Sugiyama è morto a causa di uno shock settico, probabilmente aggravato anche dalla veneranda età del noto compositore, diventato ormai parte integrante della lunga storia di Dragon Quest. Il team di Square Enix dedicato alla serie ha dedicato una pagina all'autore, con interventi anche da parte del responsabile di Dragon Quest, Yuji Horii e del leggendario autore di manga Akira Toriyama.

Nato nel 1931 a Tokyo, Sugiyama è autore di oltre 500 brani musicali contenuti nella serie Dragon Quest, con una delle ultime produzioni rappresentata proprio dal main theme per Dragon Quest XII, il nuovo capitolo ancora in sviluppo.

Koichi Sugiyama in una foto recente
Koichi Sugiyama in una foto recente

Nella sua carriera, a ha ricevuto diversi riconoscimenti e onorificenze legate ai risultati raggiunti e alle opere composte a partire dalla Symphonic Suite Dragon Quest III del 1988, fino ad arrivare all'uso di alcune sue musiche durante la cerimonia d'apertura delle Olimpiadi di Tokyo 2020.

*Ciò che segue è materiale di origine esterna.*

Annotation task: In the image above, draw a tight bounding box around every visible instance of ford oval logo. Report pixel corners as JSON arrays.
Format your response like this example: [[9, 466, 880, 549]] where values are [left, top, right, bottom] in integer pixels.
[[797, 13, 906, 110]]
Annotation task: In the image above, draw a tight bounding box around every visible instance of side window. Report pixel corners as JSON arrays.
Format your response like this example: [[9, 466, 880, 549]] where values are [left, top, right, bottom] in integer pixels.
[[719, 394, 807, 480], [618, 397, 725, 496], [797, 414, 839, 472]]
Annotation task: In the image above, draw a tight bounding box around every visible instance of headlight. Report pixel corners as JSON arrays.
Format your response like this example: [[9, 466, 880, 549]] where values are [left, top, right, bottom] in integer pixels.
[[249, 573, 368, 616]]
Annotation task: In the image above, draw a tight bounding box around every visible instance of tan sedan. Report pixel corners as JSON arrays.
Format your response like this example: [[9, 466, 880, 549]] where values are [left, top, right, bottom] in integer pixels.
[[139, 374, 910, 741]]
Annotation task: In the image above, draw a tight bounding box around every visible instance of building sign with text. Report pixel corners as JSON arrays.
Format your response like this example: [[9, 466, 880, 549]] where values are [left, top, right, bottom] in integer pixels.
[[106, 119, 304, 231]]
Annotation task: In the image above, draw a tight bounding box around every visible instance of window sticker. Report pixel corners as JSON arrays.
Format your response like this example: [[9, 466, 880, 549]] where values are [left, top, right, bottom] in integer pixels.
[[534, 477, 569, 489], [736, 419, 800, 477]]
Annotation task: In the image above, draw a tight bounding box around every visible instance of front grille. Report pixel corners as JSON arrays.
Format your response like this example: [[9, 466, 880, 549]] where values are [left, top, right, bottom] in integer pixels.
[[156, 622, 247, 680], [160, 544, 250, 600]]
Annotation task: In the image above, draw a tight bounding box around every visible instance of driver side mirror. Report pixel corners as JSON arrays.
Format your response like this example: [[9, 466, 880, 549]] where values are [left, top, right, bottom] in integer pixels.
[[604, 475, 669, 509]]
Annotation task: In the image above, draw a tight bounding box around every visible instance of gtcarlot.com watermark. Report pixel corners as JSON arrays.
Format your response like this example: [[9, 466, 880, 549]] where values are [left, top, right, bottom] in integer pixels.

Yuji Horii, producer storico della serie Dragon Quest, si è detto molto addolorato, riconoscendo al Maestro la capacità di portare la vitalità della musica nel mondo del gioco e assicurando che la sua eredità continuerà nella serie. Anche Akira Toriyama, autore di Dragon Ball e character designer di Dragon Quest, ha espresso il suo dispiacere alla notizia, sostenendo come sia stato un onore lavorare con lui per tanti anni.

Le sue posizioni ideologiche e politiche, legate a un profondo patriottismo e una visione nostalgica del proprio paese fino al negazionismo dei crimini di guerra o considerazioni vicine all'omofobia, l'hanno reso protagonista anche di alcune controversie con la community di videogiocatori.